Could you tell me how to pass handles through a function ?
I am looking at an 14 bit image file (2048 x 2048) saved as a .txt file.
using tic and toc using your code works to get rid of the 1 line header however, the time is 21.45 seconds.
Removing the header manually inside my windows directory and then using the load function takes
5.1 seconds.
is there any change I can just dump the first line and “load” the remainder of my .txt file (i.e. increasing the speed)?
this code only took 1.6 sec!! me happy now!!
Thanks a lot! very useful tutorial.
I have a text file with the format:
HIS
1
[Stimulus Def'n]
0
8296 8296
0 0
0 0
0 0
0 0
[Period,Lag,Duration,Count_Window,Rise_Time,Presentations]
250 10 75 150 5 250
[Tickle_type,freq,atten,timing]
0 8296 29 0
[IPD,incrment,fixed,incremented]
0 0 0 0
[ILD,incrment,incremented]
0 0 0
[Attenuation,increment,incremented]
29 0 0
[Ear,0=L,1=R,2=Both]
0
[Response_to_stimulus1]
426 Spikes
0
….4356….
0
UNIT INFORMATION
0.1
STIMS PRESENTED
250
Where I want to extract the list of date after the word ‘Spikes’ and stop at ‘UNIT INFORMATION’. The 0…4356…0 is variable from 100-2000 lines with values from 0 to 150000.
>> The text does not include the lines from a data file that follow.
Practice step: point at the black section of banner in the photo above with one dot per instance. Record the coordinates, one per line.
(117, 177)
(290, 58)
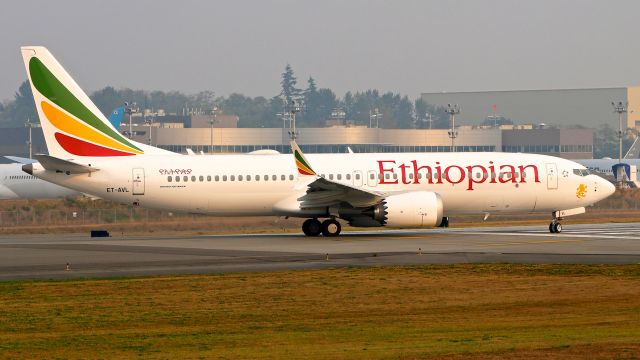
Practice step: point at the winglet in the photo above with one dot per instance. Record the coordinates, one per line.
(301, 161)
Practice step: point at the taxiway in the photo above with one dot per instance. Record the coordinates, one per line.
(47, 256)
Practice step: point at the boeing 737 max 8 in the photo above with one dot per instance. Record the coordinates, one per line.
(86, 153)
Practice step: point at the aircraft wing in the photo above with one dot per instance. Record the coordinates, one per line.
(322, 192)
(59, 165)
(325, 193)
(20, 160)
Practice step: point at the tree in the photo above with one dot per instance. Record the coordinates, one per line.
(288, 85)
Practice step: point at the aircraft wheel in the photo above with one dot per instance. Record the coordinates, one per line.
(331, 227)
(557, 228)
(311, 227)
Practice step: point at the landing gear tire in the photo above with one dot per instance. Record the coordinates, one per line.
(555, 228)
(312, 227)
(331, 227)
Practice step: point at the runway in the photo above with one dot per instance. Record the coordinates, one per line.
(46, 256)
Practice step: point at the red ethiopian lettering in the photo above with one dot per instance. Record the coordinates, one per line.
(383, 170)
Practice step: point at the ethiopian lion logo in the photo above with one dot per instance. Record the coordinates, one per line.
(581, 191)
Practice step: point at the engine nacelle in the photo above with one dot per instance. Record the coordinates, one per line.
(410, 210)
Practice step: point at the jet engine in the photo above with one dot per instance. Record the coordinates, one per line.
(413, 209)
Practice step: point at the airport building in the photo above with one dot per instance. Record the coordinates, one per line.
(567, 143)
(565, 107)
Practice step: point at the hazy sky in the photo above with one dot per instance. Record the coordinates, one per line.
(401, 46)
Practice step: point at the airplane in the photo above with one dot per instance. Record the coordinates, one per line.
(402, 190)
(608, 166)
(15, 184)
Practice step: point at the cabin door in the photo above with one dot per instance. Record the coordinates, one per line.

I can read in the txt file but parsing the headers & footers with the while loop is above my knowledge. Can you help please?
hi
does anyone know how to parse other formats of files which contain text and data..such as a *.dbc file??? what type of function could be written for the same.??